While the main phase of admission to higher education ended on Friday, Parcoursup reveals this Sunday that 562,674 graduates received at least one proposal admission. This represents 90.4% of them. A rate almost one point higher than last year, specifies the platform. This rate decreases to 83.1% if we count “all candidates, that is to say high school students, students in reorientation and people resuming studies”, indicates the Minister of Higher Education Sylvie Retailleau in the JDD. It was 82.8% in 2021.
According to the Parcoursup dashboard, slightly more than 94,000 candidates received no proposals during the main phase (40,308 high school students, 36,118 candidates requesting reorientation and 17,761 educated abroad), out of a total of 936,000. They were around 91,000 in 2021, out of a total of 841,518.
The complementary phase, which lasts until September 16, opens now. Candidates may “formulate new wishes for training courses that still have places available.” Parcoursup specifies that 100,000 places remain vacant in more than 5,800 training courses. Last year, this additional phase enabled more than 82,000 candidates to find a place in higher education.
The Minister of Higher Education specifies in the columns of the JDD that these places are located “both in the new Accès Santé licenses (62 LAS still have places), in law, economics-management or literature licenses, as well as in selective training such as preparatory classes, which are no longer full everywhere , in BTS or in BUT”. As of July 19, establishments that have places available will be able to send admission proposals to candidates, who will have 48 hours to respond.

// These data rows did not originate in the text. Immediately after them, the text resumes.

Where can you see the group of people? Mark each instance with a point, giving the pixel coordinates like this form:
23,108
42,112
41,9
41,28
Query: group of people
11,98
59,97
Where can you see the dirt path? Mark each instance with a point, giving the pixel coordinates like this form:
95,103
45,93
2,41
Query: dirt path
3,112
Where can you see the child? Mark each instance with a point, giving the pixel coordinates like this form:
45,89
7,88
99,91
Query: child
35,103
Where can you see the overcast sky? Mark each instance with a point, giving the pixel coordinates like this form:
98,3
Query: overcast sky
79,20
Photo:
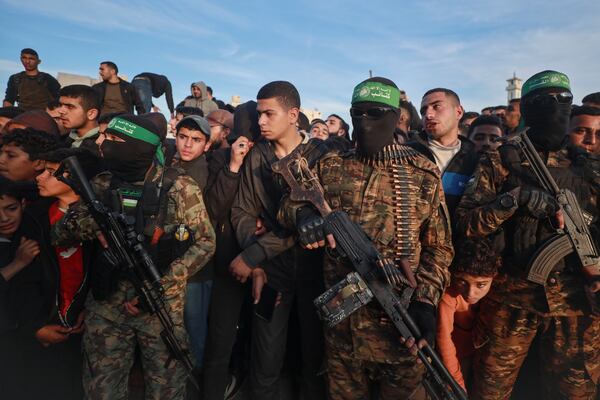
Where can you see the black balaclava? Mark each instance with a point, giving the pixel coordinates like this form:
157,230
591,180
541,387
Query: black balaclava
547,119
131,159
374,133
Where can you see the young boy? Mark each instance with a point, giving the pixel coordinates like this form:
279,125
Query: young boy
18,152
473,270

For Sylvie Retailleau, “Parcoursup has been improving continuously, year after year, for five years. Today (…) The procedure has been more fluid. And there has been less waiting for candidates than last year”she says.
For Hervé Christofol, member of the national office of Snesup-FSU, he regrets that “this year is as bad as the previous one: there are still more than 94,000 candidates on the floor, it’s huge”. According to him, “this is only the result of a policy of not opening up enough places in the most popular courses, such as law, psychology, health or even the Staps”.